Description of problem: In my tests or in the manual deployment sometime I encounter the cases that request to the python SDK stuck and the code need to wait half hour for the timeout. 2017-03-19 13:24:26 DEBUG otopi.plugins.gr_he_setup.engine.add_host add_host._wait_host_ready:92 VDSM host in installing state 2017-03-19 13:24:27 DEBUG otopi.plugins.gr_he_setup.engine.add_host add_host._wait_host_ready:92 VDSM host in installing state 2017-03-19 13:24:29 DEBUG otopi.plugins.gr_he_setup.engine.add_host add_host._wait_host_ready:92 VDSM host in installing state 2017-03-19 13:24:30 DEBUG otopi.plugins.gr_he_setup.engine.add_host add_host._wait_host_ready:92 VDSM host in installing state 2017-03-19 13:24:31 DEBUG otopi.plugins.gr_he_setup.engine.add_host add_host._wait_host_ready:92 VDSM host in installing state 2017-03-19 13:24:32 DEBUG otopi.plugins.gr_he_setup.engine.add_host add_host._wait_host_ready:92 VDSM host in installing state 2017-03-19 13:54:34 DEBUG otopi.plugins.gr_he_setup.engine.add_host add_host._wait_host_ready:86 Error fetching host state: [ERROR]::oVirt API connection failure, (28, 'Operation timed out after 1800000 milliseconds with 0 out of -1 bytes received') 2017-03-19 13:54:34 DEBUG otopi.plugins.gr_he_setup.engine.add_host add_host._wait_host_ready:92 VDSM host in state 2017-03-19 13:54:35 DEBUG otopi.plugins.gr_he_setup.engine.add_host add_host._wait_host_ready:92 VDSM host in up state 2017-03-19 13:54:35 INFO otopi.plugins.gr_he_setup.engine.add_host add_host._wait_host_ready:103 The VDSM Host is now operational 2017-03-19 13:54:35 DEBUG otopi.plugins.gr_he_setup.engine.add_host add_host._closeup:672 Setting CPU for the cluster Version-Release number of selected component (if applicable): ovirt-hosted-engine-setup-2.1.0.4-1.el7ev.noarch How reproducible: 5-10% Steps to Reproduce: 1. Run hosted engine deploy 2. 3. Actual results: Deployment can be stuck on the python SDK command for half hour Expected results: In case if the python SDK command stuck add the reasonable timeout(I believe one minute will more than enough) Additional info: I checked the python SDK documentation and you can add the timeout parameter when you initialize the new instance.
Unfortunately, it may take 15m to install a host, if the RPMs download is slllllooowww..
In the case of the hosted-engine host deploy we sample host status each second, so it will not be a problem, also HE host has already the most part of the relevant packages.
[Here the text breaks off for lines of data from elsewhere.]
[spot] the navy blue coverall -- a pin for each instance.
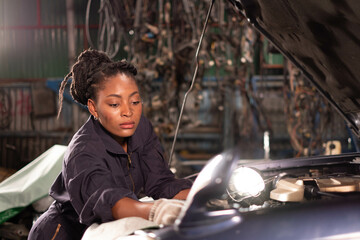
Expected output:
(97, 172)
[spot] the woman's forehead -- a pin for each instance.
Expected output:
(120, 84)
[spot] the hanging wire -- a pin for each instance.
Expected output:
(192, 81)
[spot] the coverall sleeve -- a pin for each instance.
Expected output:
(92, 188)
(160, 182)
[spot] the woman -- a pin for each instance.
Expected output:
(113, 157)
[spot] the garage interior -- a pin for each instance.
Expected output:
(246, 94)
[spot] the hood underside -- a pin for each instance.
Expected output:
(322, 38)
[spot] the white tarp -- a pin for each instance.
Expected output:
(33, 181)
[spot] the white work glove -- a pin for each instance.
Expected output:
(165, 211)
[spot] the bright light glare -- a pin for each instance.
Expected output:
(247, 182)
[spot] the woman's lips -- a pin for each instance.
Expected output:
(127, 125)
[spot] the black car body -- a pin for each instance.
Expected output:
(322, 38)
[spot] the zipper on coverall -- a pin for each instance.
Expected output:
(129, 165)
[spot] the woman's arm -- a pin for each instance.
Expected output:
(127, 207)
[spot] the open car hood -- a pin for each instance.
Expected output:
(322, 38)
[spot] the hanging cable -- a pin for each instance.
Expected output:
(192, 81)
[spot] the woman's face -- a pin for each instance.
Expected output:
(118, 106)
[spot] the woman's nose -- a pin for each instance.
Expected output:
(126, 110)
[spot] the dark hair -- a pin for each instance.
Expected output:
(89, 72)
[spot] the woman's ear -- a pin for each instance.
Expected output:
(92, 108)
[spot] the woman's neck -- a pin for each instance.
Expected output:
(122, 142)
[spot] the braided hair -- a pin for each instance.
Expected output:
(87, 75)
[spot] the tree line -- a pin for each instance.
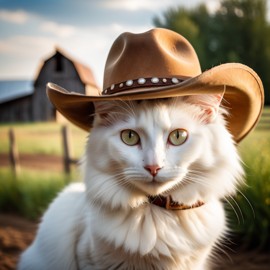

So maybe we can reduce the timeout time. What do you think?
(In reply to Artyom from comment #2) > In the case of the hosted-engine host deploy we sample host status each > second, so it will not be a problem, also HE host has already the most part > of the relevant packages. So maybe we can reduce the timeout time. > What do you think? I see no reason to query every second actually, but I also don't see the real value in reducing this timeout.
The real value is to save some time in the case when the python API request is stuck like you can see from the log that I provided. My host deployment finished after 2 minutes, but because some problem with the python SDK I needed to wait the half hour. Also, I do not ask general timeout reduce, I ask timeout reduce only in this specific case when we deploy first HE host to the engine.
(In reply to Artyom from comment #4) > The real value is to save some time in the case when the python API request > is stuck like you can see from the log that I provided. My host deployment > finished after 2 minutes, but because some problem with the python SDK I > needed to wait the half hour. Also, I do not ask general timeout reduce, I > ask timeout reduce only in this specific case when we deploy first HE host > to the engine. I suggest finding the real problem in the SDK.
Artyom is right, we were passing the wrong value on API constructor from the python SDK resulting in unacceptably long timeout.
Verified on ovirt-hosted-engine-setup-2.1.0.6-1.el7ev.noarch